Sharing similar sentiments, ZANU PF district spokesperson Maride said the opposition CCC politicised the good government gesture by sending non-governmental organisations to use money and mobilise people on their behalf in a process that was supposed to be neutral.
“As ZANU PF, we are happy with how the government facilitated for new voters to swiftly get identity cards and also register. That is very unique and should be commended.
“It is however sad that the opposition CCC disturbed a process that was meant to be neutral by using non-governmental organisations to give the young stipends so that they go and register. This in a way can be equated to vote buying and as we may all know, participating in these processes should be voluntary,” Maride said.
The CCC Midlands chairperson Dr. Josiah Makombe however had a contrary perception of the processes under which identity cards were issued through the registrar’s office and the way ZEC managed registration.
“Government did not do much considering that the COVID-19 lockdown slowed down the issuance of national identity cards and registration of new voters. We were expecting that if enough had been done, we could be talking of more than 8 million registered voters now compared to the current 6 million.

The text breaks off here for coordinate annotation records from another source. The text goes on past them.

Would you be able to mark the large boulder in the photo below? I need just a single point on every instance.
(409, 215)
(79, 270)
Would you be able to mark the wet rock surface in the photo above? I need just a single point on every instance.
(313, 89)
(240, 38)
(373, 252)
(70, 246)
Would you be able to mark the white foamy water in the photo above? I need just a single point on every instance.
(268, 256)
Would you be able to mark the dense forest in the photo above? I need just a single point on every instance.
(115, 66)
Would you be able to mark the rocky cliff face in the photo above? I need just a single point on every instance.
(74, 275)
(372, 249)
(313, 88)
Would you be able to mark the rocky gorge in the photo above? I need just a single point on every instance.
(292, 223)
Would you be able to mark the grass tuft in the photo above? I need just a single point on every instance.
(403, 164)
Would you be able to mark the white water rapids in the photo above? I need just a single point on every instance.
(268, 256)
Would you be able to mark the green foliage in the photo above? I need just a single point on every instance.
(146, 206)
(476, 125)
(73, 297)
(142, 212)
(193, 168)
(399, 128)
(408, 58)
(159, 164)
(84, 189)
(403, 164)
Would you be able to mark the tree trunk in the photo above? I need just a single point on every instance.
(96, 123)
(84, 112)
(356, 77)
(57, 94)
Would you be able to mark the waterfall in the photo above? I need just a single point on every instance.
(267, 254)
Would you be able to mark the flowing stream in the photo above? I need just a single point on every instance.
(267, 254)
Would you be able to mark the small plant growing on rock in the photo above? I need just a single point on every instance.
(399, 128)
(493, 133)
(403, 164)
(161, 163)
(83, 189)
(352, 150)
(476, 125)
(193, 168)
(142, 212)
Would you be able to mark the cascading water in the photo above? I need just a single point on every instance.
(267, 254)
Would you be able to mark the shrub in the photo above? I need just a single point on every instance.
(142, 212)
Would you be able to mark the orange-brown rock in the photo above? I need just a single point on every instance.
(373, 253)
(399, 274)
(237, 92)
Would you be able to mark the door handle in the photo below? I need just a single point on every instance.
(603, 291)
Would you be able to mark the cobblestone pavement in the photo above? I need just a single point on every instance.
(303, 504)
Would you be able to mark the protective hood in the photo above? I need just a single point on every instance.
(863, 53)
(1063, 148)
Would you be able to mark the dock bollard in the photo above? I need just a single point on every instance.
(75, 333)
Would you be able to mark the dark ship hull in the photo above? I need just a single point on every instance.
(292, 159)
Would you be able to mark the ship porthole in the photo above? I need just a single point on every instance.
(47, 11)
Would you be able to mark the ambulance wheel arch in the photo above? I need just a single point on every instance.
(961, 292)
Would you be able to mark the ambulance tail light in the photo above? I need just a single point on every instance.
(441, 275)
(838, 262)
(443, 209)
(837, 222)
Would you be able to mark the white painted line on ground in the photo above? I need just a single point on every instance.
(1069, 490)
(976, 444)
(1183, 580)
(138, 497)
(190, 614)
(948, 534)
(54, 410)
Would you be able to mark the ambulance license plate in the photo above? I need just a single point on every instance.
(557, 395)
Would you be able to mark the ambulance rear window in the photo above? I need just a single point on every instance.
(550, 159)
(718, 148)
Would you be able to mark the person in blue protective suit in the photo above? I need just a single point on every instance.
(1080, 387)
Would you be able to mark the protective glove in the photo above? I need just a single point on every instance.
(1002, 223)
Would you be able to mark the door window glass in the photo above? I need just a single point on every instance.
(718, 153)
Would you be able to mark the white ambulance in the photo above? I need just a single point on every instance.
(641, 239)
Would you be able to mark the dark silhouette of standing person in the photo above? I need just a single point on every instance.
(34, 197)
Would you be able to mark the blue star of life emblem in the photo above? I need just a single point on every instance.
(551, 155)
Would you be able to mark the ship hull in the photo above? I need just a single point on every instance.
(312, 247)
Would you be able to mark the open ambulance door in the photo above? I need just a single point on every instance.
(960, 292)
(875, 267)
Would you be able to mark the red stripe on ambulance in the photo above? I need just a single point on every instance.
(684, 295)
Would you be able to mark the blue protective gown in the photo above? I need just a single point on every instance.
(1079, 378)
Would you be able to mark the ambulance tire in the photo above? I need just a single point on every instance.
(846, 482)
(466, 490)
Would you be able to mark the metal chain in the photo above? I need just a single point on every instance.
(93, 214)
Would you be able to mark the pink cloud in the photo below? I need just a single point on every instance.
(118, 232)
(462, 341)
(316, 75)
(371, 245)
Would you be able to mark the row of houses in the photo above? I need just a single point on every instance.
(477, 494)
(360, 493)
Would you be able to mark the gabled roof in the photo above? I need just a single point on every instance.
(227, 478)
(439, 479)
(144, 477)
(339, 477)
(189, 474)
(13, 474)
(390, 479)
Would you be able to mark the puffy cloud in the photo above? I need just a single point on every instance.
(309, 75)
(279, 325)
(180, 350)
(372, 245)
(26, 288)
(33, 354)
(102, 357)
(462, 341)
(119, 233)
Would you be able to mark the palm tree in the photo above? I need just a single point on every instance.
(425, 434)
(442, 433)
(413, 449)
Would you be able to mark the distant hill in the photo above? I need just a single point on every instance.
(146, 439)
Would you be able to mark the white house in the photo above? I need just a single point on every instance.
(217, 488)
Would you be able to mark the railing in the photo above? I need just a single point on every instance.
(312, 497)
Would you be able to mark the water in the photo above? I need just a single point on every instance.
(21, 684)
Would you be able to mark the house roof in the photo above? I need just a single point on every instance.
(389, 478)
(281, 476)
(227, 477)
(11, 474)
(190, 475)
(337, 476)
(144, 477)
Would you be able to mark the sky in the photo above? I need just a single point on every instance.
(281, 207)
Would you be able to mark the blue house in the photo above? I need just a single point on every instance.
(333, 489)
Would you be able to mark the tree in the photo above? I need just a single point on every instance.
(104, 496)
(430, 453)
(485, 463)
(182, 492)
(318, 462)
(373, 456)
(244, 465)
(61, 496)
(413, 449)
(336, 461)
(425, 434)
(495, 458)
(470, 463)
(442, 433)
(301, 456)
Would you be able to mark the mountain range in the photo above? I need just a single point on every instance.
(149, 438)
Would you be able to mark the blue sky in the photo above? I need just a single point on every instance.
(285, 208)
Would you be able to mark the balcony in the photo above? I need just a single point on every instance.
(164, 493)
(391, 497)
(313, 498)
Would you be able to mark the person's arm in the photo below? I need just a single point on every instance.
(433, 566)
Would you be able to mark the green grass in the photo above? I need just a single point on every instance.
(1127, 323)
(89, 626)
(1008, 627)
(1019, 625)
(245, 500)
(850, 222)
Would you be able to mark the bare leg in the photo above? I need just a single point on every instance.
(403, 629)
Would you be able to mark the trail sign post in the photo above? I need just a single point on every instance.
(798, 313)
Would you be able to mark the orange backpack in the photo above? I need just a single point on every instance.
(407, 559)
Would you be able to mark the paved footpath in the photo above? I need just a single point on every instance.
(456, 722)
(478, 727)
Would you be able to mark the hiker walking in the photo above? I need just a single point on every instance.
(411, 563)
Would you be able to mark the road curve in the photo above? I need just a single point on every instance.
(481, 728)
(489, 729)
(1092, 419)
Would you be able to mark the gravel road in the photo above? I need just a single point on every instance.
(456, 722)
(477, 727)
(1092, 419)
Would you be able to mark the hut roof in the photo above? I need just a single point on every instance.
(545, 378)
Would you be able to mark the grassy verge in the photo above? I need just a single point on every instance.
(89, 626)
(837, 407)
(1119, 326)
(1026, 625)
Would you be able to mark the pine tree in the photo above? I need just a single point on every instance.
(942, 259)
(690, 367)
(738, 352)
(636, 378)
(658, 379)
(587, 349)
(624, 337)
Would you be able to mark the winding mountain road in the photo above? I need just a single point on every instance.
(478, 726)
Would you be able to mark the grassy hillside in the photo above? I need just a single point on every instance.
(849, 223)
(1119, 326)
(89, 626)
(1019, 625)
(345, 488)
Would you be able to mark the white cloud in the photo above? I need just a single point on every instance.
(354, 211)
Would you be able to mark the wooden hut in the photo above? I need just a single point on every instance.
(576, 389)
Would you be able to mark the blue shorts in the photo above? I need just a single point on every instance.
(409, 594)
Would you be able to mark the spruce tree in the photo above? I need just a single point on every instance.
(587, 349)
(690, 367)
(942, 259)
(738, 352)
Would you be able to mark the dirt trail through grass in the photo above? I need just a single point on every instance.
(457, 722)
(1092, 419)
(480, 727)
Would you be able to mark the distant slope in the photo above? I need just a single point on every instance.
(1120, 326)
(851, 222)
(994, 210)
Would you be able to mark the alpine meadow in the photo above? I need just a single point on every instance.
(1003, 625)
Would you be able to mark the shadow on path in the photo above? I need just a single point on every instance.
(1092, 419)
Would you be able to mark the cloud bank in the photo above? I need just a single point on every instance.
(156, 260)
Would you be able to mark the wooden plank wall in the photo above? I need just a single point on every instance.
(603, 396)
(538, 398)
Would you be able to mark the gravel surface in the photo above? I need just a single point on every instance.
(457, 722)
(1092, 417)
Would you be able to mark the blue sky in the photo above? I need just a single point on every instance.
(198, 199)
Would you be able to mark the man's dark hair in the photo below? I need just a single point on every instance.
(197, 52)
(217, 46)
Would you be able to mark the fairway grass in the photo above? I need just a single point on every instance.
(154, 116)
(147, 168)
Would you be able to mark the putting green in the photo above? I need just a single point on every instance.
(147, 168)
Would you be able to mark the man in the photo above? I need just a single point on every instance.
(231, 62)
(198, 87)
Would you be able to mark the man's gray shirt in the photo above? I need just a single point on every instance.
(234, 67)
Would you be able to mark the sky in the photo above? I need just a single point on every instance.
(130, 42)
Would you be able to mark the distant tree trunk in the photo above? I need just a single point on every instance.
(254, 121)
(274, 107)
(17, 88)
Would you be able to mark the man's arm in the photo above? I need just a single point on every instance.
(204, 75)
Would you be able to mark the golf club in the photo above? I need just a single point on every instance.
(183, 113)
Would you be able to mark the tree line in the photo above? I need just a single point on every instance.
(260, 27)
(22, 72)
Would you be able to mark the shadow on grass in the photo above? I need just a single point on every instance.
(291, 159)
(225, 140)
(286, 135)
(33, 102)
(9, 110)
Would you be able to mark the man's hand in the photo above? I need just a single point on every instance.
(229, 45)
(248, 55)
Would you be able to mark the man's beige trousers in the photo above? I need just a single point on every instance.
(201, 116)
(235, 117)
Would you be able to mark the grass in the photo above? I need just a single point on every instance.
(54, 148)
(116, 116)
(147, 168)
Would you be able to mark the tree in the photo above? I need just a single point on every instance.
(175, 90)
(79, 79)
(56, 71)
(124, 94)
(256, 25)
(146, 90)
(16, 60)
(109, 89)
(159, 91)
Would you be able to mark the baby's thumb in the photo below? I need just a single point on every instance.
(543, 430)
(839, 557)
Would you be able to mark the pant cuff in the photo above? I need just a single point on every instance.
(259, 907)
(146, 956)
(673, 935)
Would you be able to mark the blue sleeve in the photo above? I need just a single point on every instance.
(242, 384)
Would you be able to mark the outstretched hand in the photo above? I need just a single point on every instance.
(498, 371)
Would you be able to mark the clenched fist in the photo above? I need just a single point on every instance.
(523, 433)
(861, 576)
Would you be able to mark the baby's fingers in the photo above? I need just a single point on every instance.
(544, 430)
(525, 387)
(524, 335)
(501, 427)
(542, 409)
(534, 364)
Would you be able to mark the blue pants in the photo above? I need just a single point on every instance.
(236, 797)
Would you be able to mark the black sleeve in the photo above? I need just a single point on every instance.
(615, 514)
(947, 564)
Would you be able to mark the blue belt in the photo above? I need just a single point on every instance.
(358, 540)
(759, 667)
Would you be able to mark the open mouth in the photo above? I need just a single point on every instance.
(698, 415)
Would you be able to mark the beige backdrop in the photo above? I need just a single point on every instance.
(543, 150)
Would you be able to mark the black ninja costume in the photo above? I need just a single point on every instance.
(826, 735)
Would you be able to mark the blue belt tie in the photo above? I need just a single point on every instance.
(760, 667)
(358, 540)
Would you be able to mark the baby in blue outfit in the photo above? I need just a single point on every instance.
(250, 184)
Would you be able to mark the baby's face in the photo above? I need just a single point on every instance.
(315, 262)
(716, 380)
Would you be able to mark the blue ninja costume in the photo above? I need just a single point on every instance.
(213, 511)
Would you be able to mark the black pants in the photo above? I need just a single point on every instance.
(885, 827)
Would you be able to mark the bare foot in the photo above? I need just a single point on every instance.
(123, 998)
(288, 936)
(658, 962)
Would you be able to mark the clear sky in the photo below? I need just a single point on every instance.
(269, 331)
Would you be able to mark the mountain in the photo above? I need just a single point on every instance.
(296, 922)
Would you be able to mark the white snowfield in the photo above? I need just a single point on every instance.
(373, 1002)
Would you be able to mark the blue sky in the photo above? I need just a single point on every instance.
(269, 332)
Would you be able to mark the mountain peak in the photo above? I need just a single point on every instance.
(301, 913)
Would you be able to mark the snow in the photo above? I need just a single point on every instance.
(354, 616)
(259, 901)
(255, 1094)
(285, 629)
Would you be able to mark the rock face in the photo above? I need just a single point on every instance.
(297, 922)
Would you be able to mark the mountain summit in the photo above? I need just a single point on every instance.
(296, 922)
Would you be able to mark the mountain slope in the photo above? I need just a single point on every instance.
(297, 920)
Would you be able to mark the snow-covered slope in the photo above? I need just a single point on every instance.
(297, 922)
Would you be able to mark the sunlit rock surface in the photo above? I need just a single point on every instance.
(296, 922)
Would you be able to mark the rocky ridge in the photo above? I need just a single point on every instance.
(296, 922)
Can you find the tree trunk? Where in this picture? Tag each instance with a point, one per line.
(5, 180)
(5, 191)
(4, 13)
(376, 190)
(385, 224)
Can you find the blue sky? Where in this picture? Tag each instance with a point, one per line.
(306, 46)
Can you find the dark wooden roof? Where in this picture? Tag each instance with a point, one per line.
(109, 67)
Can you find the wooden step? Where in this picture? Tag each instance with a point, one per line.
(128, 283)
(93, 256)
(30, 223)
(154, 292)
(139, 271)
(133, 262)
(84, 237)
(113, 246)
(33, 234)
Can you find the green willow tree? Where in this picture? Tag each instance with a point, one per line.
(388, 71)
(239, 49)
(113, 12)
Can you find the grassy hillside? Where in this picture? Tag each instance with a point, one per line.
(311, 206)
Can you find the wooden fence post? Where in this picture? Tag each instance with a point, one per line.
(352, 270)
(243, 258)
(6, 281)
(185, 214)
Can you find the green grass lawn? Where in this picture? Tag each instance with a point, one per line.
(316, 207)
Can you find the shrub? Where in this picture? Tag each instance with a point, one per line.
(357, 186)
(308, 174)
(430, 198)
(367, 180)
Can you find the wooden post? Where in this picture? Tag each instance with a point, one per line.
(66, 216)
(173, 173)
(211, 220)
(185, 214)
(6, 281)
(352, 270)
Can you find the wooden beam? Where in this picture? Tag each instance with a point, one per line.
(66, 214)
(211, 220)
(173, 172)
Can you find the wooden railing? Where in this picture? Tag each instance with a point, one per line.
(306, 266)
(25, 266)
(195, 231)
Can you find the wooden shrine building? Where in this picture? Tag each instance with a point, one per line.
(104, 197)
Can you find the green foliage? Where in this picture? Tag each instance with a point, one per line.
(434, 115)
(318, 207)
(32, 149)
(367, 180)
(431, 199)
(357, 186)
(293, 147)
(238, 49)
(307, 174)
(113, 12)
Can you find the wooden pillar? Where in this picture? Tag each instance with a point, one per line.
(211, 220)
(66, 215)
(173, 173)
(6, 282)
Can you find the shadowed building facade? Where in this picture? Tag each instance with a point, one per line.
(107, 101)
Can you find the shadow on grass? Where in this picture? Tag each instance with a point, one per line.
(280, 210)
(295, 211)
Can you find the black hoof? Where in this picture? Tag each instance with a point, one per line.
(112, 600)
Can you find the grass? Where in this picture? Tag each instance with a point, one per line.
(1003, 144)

“During their set campaigns of issuing identity cards and voter registrations, you would see that they were swifter in rural areas compared to urban settings an arrangement we think was used through manipulation of relevant offices such as ZEC to make sure that they do more work in their strongholds, that is rural settings,” Dr Makombe said.
Meanwhile, President Mnangagwa has not yet published a proclamation in terms of section 144 of the Constitution fixing the dates of the general election due to be held later this year, so the dates are still uncertain.